In TxAA mode 1 or mode 2 using closed loop transmission diversity, adaptive array antennas are used, and different complex weights are applied to respective antennas. A complex weight is a value related to a transmission channel. For example, w=h is used as the complex weight, where “w” is a transmission array antenna weight vector, and “h” is a vector expressing a transmission array channel.
In wireless communication systems using Frequency Division Duplex (FDD), the characteristics of a transmission channel are different from those of a reception channel. Accordingly, in order to detect a transmission channel in a base station, transmission channel information needs to be fed back from a mobile station to the base station. For this feedback operation, TxAA mode 1 and mode 2 are designed such that a mobile station sends weight information to a base station, and the base station obtains channel information from the weight information. In TxAA mode 1, in information on a weight w=[|w1|exp(jθ1),|w2|exp(jθ2)] multiplied to each antenna, only a phase difference θ1-θ2 is quantized in two bits and fed back. Accordingly, a phase accuracy is π/2, and a maximum quantization error is π/4. To increase feedback efficiency, refining is performed by updating one of two bits in each feedback. For example, two bits can be combined like {b(2k), b(2k−1)} and {b(2k), b(2k+1)}. Here, “b” is a bit that is fed back in each slot, and 2k, 2k−1, and 2k+1 denote a feedback sequence of bits. In TxAA mode 2, both phase and gain that constitute weight information are fed back. A phase is fed back in three bits, and a gain is fed back in one bit. Accordingly, a phase accuracy is π/4, and a maximum quantization error is π/8. To increase feedback efficiency, progressive refining is performed by updating one among four bits in each feedback. In a refining method, each bit becomes values of an orthogonal basis. However, in a progressive refining method, such a rule is not defined.

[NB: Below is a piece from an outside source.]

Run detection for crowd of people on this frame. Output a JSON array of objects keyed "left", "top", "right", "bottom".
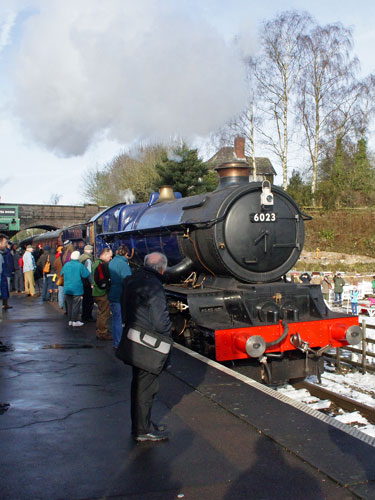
[
  {"left": 0, "top": 234, "right": 131, "bottom": 347},
  {"left": 0, "top": 234, "right": 172, "bottom": 442}
]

Systems using diversity are harmonized with the characteristics of a space channel to enable coherent transmission. Consequently, in proportion to the number of antennas, an SNR increases and fading can be overcome. When a nulling technique is additionally used, a transmission throughput can be increased.
However, the nulling technique can be applied only to a beam-forming method in which a distance between antennas is limited to a predetermined value. Therefore, it is difficult to use the nulling technique for multiple diversity antennas far apart from each other. Accordingly, multiple diversity antenna systems for voice transmission are structured to omit the nulling technique. In other words, when a distance between antennas increases, a correlation between the antennas decreases. As a result, a channel change period is in inverse proportion to a maximum Doppler frequency. In an existing voice communication environment, a channel used by a user during a single frame duration is not fixed but varies, and therefore, it is impossible to apply nulling to a fixed channel. Moreover, in CDMA, the number of antennas becomes far more than the number of simultaneous users and then exceeds the degree of freedom in nulling multiple antennas, i.e., (the number of antennas−1). Accordingly, it is difficult to apply the nulling technique to a conventional diversity method using multiple antennas.
Therefore, a wireless communication system including multiple transmission/reception antennas, which is compatible with TxAA mode 1 and mode 2 and which can overcome a frame size problem and a problem related to a difference between the number of antennas and the number of users, is desired.